Caring for your cat - keeping indoor cats happy
How to Keep a Cat Indoors
Keeping a cat indoors can have a tremendously positive effect on the cat's lifelong health and happiness. Indoor cats are far less exposed to the risks posed by outdoor activity, including diseases, fleas and ticks, exposure to harmful substances, fights with other animals, and more. However, keeping a cat indoors has its own challenges, including maintaining exercise and preventing boredom. Learning how to keep a cat indoors will allow your pet to live a long, safe, happy life.
Preventing Your Cat From Going Out
Close all doors and windows.Look around before opening any door to ensure your cat is not nearby, or at the very least, is preoccupied in playing with a toy. If you need to open a window, ensure it has a screen secured over it.
Limit access to exits.If possible, secure the space in which the door leading outside is situated.
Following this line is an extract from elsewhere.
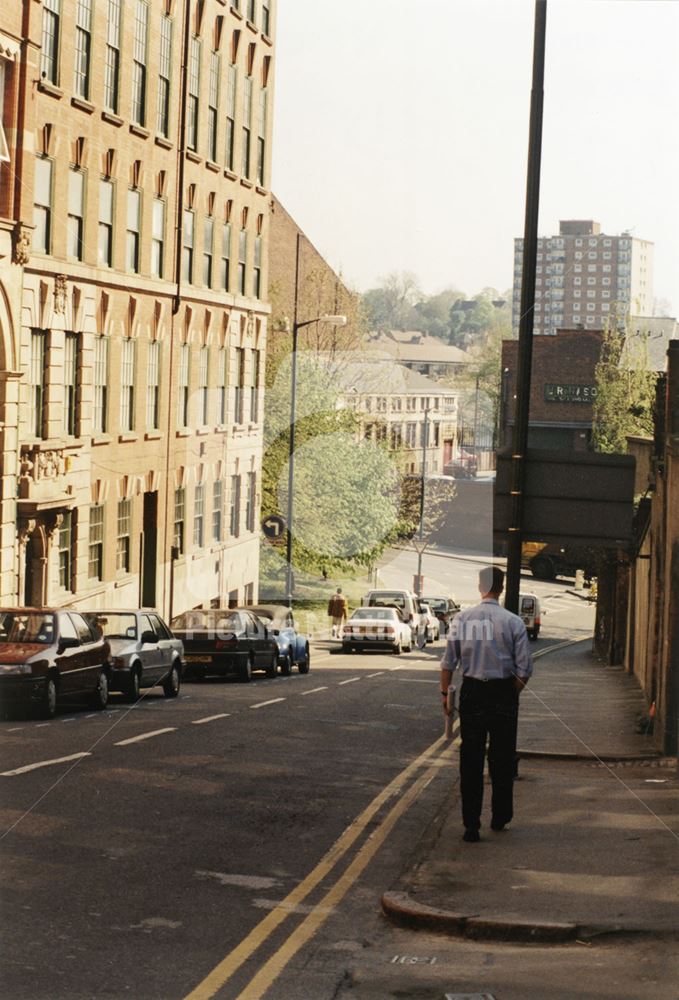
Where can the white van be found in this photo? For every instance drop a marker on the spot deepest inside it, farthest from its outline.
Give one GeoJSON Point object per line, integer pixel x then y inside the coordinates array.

For instance, if your foyer has an inner door (leading into the home) and an outer door (leading outside), close the inner door and ensure your cat is not in the foyer with you before opening the outer door to leave. When opening windows that do not have window screens, first check the room to ensure the cat is not there, then close the door to the room in which you’re opening the window.
- If you don’t have a foyer, put the cat in a different room before leaving.
- If your windows can open from the bottom as well as the top, only open them from the top. This ensures that our cat cannot reach the open part of the window.
Install an electronic pet door.If you have a pet door in your house that you’re worried your cat might escape through, swap it out for an electronic pet door instead. This will allow you to lock the pet door during certain times and open it during other times. Some electronic pet doors allow you to equip one pet with an electronic signal key that will open the door for it, but not for the cat you want to keep indoors.
- Talk to a specialist at your local pet store for more information about your options.
- Watch your cat to make sure they do not wait for the pet with access to go through, then follow them out.
Use a pet proofing spray.Pet proofing sprays are motion-activated devices that emit an irritating but harmless liquid spray on your pet when it approaches an area you don’t want it near. To keep a cat indoors, place a pet proofing spray near windows and doors that you anticipate your cat might escape through.
- The exact method for using a pet proofing spray will vary according to the device you choose to utilize. Consult manufacturer directions before use.
- Generally, setting up a pet proofing spray unit is as easy as popping in a few batteries and turning the device on.
Train your cat to stay indoors with a pet proofing barrier.A pet proofing barrier is similar to a pet proofing spray, except that instead of getting sprayed by harmless liquid, your cat will hear a loud and startling beep. Place the pet proofing barrier near doors and windows that you fear your cat will escape from. Strap the sensor collar on your cat so that the sensor can detect when your cat is near. Eventually, your cat will learn to avoid the areas where it hears the beep.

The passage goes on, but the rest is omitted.